The medical industry uses a pen-and-paper system to log sales, making it easy to forge transactions or keep them off the books altogether. And Maine’s medical market is one of the country’s only legal industries that doesn’t mandate seed-to-sale plant tracking or testing for mold, pesticides and other contaminants.
Chris Urben, a retired U.S. Drug Enforcement Administration special agent, said what’s happening in Maine has happened across the country as Chinese crime groups have cemented a hold on America’s cannabis industries. He described the phenomenon as a “gray market” that exists between legal and illegal markets.
“They’re always going to beat the legit market. When they can, they’ll repackage it, rename it and they’ll move their product into the legit market. And they’re always going to beat it on cost,” said Urben, who spent much of his 25-year career investigating Chinese money laundering and cannabis operations, mostly outside of Maine.

A man passes Marijuanaville on College Avenue in Waterville, where ounces of cannabis were sold for $40. (Rich Abrahamson/Staff Photographer)
Local and federal police have said in interviews with the Portland Press Herald/Maine Sunday Telegram that the illegal weed from Maine is being sold in thousands of unlicensed dispensaries across California and New York that have sprung up in recent years.
But local cannabis business owners and regulators say more of that weed is finding its way into Maine dispensary shelves, too. And they aren’t necessarily using their own storefronts to do it.
“Illicit growers have attempted to sell them large batches of illicit, possibly contaminated cannabis at very low cost. (We’ve) fielded further complaints that some registrants are purchasing those products and offering them for sale to qualifying patients,” Maine Office of Cannabis Policy spokesperson Alexis Soucy said in an email last week.
“It is virtually impossible for the Office to verify whether medical cannabis and cannabis products are originating from and being sold within the regulated market,” she added.
All of this is happening amid what John Hudak, the office’s director, has described as a “mass exodus” of medical caregivers from an industry flush with “more cannabis than there is demand for it.”
Illegal cannabis growers tied to China have proliferated into legal markets in about a dozen other states from California and Colorado to Oklahoma and Oregon using a playbook designed to attract little attention, according to federal law enforcement.
“Most times when you have organized crime taking over one revenue stream from another, or in some way competing with it, there’s usually violence. There’s some sort of conflict. But you didn’t have that with this,” Urben said. “It was seamless. No one was getting extorted, no one was getting kidnapped.”
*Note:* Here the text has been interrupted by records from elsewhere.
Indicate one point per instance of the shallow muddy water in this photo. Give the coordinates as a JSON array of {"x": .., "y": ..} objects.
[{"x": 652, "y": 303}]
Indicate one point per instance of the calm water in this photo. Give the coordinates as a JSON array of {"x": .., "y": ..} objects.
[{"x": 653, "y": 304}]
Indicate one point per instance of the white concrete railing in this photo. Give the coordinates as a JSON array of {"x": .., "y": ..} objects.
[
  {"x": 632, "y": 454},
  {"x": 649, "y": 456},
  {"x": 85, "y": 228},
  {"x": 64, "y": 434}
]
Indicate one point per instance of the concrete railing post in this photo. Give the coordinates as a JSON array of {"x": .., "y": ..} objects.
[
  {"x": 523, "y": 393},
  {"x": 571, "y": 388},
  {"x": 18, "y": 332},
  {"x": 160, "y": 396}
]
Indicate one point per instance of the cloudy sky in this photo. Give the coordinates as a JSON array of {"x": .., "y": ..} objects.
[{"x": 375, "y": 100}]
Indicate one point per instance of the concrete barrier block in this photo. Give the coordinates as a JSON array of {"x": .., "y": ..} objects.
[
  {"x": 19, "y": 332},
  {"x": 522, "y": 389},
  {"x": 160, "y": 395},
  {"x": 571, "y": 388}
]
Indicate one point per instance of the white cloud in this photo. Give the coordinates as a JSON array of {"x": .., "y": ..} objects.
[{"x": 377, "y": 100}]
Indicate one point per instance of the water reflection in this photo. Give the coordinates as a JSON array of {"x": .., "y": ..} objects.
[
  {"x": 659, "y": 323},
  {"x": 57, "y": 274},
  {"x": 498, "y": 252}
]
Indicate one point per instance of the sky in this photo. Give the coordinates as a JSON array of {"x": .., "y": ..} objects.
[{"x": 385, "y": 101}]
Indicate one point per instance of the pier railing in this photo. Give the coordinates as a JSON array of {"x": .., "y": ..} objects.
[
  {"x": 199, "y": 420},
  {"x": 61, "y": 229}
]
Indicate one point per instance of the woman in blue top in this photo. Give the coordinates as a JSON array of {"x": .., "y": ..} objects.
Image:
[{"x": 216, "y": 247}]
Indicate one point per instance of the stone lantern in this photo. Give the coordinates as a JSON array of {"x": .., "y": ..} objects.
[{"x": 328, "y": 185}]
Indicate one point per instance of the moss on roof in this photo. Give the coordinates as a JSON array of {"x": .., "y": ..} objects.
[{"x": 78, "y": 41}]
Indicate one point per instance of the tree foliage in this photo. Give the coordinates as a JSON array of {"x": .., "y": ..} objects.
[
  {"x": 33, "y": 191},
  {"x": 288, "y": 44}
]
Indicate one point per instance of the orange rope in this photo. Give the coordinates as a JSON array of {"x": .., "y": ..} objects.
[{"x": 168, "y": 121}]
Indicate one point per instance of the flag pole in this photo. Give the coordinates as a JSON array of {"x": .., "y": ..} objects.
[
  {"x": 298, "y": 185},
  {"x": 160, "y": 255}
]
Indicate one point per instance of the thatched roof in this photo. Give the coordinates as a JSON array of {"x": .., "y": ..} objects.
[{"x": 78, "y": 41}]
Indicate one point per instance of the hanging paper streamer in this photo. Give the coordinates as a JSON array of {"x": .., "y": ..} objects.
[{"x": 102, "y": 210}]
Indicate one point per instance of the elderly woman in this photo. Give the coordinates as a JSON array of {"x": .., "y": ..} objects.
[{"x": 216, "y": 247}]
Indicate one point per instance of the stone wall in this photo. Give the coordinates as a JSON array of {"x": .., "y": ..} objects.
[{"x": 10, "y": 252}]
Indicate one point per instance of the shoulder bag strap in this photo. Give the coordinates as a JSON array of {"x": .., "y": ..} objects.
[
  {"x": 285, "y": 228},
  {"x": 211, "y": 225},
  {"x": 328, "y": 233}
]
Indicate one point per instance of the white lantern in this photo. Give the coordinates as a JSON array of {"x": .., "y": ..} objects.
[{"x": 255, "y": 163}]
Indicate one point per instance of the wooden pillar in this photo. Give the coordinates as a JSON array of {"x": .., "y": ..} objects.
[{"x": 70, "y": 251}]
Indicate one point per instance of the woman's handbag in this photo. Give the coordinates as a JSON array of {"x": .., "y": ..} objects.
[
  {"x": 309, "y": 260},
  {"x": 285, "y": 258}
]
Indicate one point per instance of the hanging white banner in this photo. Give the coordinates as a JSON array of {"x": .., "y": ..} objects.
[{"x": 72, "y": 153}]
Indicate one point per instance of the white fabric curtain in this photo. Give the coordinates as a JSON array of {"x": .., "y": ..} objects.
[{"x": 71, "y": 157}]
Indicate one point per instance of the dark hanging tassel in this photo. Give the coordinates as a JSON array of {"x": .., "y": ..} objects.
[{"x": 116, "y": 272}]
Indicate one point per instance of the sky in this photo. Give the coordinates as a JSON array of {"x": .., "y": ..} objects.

Josephine County Sheriff Dave Daniel stands amid the debris of plastic hoop houses once used to grow cannabis near Selma, Oregon, in 2021. State police officials later said foreign drug cartels that established illegal outdoor marijuana farms in the state expanded to large indoor grows. (Shaun Hall/Grants Pass Daily Courier via AP)
Now, local and federal agencies say, Maine has become one of the most attractive places in the country to launder illegal cannabis through legal markets. Records show hundreds of cannabis “grow houses” run by alleged Chinese organized crime groups were established across the state over the last five years.
That’s in part because the barrier to grow in the state’s medical market is low. But even once law enforcement began cracking down on them in late 2023, state records show many began joining Maine’s medical market. Chemical testing and police raids, however, indicate their product didn’t change.
The grows often operate outside of legal markets to avoid taxes and regulations, Urben said. But having the legal cover of being a licensed grower can stunt a police investigation.
In California, where Chinese cannabis farms cover acres of rural farmland, at least 60% of cannabis consumed in the state is grown illegally, a state study estimated last year. In Oklahoma, the price per gram of weed has cratered to the lowest in the nation as Chinese growers have flooded the legal market.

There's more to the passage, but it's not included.